Mis primeras memorias de la radio fueron desde muy pequeña, quizá desde los seis años, cuando mi madre, Elvira, todos los días escuchaba algún programa que: informara, la hiciera reír o por lo menos que la acompañara en el auto.

 

Cada mañana, durante la década de los 90’s, mientras mi madre conducía con su fleco de 7cm.  y vestimenta colorida, optaba por encender la radio del auto mientras recorríamos el periférico rumbo al colegio.

 

Entre todas las opciones matutinas,  elegía el programa de Gutiérrez Vivó de Radio Red, mientras que a ella la mantenía actualizada, a mí me mantenía en una constante pesadilla.

 

Este tormentoso camino comenzaba al encender el auto, incluso desde antes, ya que la rutina es predecible.

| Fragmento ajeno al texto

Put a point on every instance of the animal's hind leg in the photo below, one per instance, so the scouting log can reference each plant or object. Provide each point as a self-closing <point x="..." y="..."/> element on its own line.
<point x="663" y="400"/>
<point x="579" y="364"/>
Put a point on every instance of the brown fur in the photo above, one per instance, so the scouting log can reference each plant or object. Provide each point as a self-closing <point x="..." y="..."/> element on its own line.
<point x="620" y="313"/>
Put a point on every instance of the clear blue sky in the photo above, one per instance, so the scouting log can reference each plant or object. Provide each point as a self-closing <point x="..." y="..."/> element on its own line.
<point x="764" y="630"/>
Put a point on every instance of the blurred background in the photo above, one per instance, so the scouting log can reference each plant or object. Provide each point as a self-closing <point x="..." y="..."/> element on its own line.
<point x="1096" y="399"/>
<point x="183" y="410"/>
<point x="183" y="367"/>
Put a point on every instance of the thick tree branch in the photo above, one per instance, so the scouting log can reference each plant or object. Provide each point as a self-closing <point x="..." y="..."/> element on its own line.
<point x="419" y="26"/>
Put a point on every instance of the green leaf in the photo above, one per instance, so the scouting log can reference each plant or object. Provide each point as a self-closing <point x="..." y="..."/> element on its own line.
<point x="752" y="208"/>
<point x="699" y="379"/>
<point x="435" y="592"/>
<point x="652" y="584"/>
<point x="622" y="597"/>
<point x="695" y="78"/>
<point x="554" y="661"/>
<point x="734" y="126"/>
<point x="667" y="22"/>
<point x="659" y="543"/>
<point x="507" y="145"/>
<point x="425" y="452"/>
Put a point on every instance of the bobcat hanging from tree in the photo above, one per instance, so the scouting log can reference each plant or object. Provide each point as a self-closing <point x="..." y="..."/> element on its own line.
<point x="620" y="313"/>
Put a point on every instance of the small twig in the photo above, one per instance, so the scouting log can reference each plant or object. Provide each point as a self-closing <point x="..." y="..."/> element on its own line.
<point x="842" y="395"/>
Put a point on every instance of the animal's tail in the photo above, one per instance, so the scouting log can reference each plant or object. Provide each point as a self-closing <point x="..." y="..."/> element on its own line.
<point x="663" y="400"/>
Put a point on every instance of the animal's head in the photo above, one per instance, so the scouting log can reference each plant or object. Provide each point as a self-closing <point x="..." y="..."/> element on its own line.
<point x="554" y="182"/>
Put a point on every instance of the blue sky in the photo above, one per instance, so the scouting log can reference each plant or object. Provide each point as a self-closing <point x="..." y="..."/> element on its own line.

El programa nos mantenía distantes, ya que en lugar de conversar, cada una vivía una historia distinta: ella reía, yo aguardaba en el mareo.

 

Desde pequeña, no podía comprender qué es lo que le habían hecho a mi madre para acercarse a ese aparto. Yo, únicamente podía desconfiar del hechicero y su embrujo que injustamente habían elegido a una persona tan bella como mi madre para ser testigo del goce de un aparato tan desagradable.  

 

Años adelante, yo también caería en la incomprensible seducción. A diferencia de ella, yo me desbordé en un amor casi ciego. No solo soy víctima del hechizo sino otra bruja que le gusta escuchar y hacer radio.